When credobaptism is placed within the context of 1640s England, one can appreciate the dilemma to which Baillie alludes. He says that they do not wish to attribute errors to those who deny them. He is looking at a Baptist confession full of Reformed theology, and yet coming from a group whose distinctives are antithetical to a Westminster Presbyterian. If they say that they aren’t Anabaptists, but they’re opposite to Presbyterians in key ways, what are they? It was easy to continue calling them Anabaptists. It was a lazy label, even a label that Marshall and Baillie acknowledged didn’t quite fit, but ultimately it was a convenient label for use by a government-backed ecclesiastical structure because it created instant marginalization and exclusion.

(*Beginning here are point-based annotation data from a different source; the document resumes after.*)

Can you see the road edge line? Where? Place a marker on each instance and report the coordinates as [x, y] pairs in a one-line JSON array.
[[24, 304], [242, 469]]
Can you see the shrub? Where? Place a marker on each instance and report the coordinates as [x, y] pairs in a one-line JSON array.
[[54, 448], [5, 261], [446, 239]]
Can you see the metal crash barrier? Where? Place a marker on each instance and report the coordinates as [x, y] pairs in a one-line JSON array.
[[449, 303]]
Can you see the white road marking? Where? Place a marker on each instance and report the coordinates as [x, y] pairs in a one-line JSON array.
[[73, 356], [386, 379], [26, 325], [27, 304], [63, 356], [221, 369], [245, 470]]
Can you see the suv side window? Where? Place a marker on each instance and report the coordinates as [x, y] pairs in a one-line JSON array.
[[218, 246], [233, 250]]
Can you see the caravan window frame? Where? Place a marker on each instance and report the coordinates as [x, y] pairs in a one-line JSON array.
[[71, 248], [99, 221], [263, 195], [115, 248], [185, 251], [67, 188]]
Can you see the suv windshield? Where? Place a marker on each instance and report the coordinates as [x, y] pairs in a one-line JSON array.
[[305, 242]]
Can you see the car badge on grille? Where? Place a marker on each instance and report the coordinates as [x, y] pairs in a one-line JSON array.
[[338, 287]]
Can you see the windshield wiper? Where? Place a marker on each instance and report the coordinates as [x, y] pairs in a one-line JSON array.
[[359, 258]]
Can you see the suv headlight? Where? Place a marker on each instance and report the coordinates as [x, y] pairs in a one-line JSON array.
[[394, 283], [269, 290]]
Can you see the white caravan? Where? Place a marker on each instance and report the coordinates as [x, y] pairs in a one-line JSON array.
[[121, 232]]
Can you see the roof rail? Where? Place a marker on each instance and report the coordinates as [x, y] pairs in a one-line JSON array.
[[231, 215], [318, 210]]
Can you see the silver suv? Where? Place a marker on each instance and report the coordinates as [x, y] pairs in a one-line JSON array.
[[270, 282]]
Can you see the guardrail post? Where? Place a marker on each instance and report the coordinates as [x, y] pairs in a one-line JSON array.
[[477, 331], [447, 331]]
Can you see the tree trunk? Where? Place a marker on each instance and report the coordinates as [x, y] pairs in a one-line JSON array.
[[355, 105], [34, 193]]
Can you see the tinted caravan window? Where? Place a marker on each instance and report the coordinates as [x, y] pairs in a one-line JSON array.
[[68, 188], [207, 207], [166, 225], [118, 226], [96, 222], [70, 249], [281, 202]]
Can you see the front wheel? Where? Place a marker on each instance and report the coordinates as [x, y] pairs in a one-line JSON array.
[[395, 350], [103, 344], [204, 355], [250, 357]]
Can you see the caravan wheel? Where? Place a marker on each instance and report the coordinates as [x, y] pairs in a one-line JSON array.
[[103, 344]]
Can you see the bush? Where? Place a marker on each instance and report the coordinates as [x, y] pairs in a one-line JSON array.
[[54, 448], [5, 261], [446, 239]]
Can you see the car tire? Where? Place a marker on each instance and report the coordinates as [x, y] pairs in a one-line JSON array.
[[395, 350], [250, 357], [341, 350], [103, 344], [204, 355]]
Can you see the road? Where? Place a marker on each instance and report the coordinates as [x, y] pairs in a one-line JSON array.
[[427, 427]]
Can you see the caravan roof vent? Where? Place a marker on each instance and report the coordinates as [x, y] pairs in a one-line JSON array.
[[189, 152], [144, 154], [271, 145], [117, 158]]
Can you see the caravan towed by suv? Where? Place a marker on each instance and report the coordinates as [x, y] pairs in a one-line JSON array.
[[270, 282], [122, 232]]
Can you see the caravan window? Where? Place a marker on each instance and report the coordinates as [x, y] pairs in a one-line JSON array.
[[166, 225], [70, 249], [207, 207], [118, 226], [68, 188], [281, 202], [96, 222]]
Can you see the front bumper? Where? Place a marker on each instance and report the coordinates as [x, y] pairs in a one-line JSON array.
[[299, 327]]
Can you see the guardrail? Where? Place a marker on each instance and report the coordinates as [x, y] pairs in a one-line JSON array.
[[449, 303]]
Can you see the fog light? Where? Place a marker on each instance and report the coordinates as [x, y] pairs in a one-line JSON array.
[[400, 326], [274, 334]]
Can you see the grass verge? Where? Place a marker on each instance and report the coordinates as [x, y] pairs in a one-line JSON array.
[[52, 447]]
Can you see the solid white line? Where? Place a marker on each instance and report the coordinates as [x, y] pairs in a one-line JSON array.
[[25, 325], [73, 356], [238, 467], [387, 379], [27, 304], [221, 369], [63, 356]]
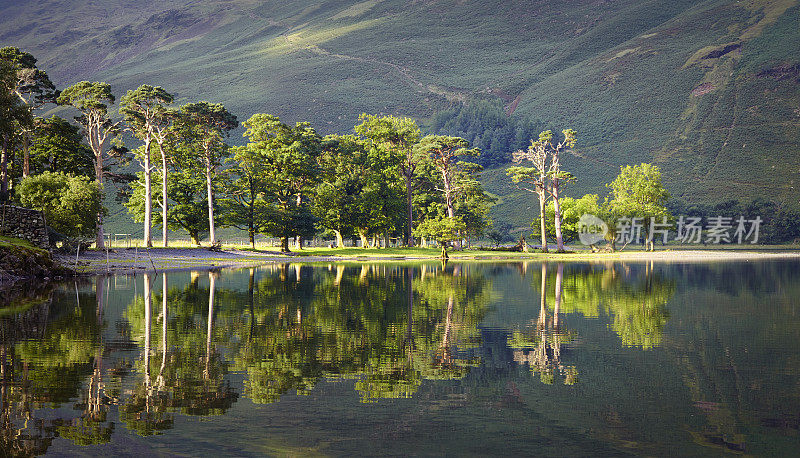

The Difficulties and Oddities of the Discussion in a Modern Context
We have seen several contextual historical and theological reasons for why the 1640s Presbyterians viewed the Particular Baptists as so different from themselves. What we must be careful to do is to read the Presbyterian reception of Particular Baptists through their own lenses. But the difficulty is that modern Presbyterians are so different today. Few of them hold the original views on liberty/compulsion of conscience and the role of the civil magistrate in the same.
Consequently, when you put the modern inheritors of WCF with the modern inheritors of 1LCF (who now confess 2LCF, 1677), several of the key pieces of Particular Baptist theology that were considered so dangerous and repugnant to the Presbyterians of the 1640s are now codified elements of revisions of the Westminster Confession itself. We could add to this the fact that though Presbyterians today still reject congregationalism, it must be perfectly acceptable within Reformed theology because everyone gives Owen and the Dissenting Brethren a pass into the “Reformed” world. The differences in doctrine between modern Particular Baptists and Presbyterians are therefore significantly narrowed by the Presbyterians’ confessional moves closer to the Baptists. The Baptists have not changed their confession since its original composition in 1677.*
Ironically, this means that many modern Presbyterians are at odds with key features of their own tradition because as noted above, if the state cannot and should not establish national religion, the Westminster Assembly should never have been called for the purpose that it was called. Strangely, the American Westminster Confession essentially invalidates the reasons for the existence of the original Westminster Confession.
In conclusion, the purpose of this post was to address the question: If the Particular Baptists were so similar to the Reformed tradition, why is it that those in the Reformed tradition viewed the early Particular Baptists as something so different?
We have seen Westminster divines remarking on the orthodoxy of 1LCF. We have also seen them dismissing it in the context of a uniform national state church which is utterly opposed to Baptist congregationalism. And we have noted that appropriating 1640s responses to the Particular Baptists in a modern context is strange and difficult given that the premises of the 1640s Presbyterians’ criticisms are no longer shared by modern Presbyterians. This should caution us all to make sure we understand the contextual motivation and argumentation of older sources, especially if we want to apply those sources to modern contexts.
*Meaning not that there has never been an edited version of 2LCF, but that its modern inheritors confess it in its pristine originality.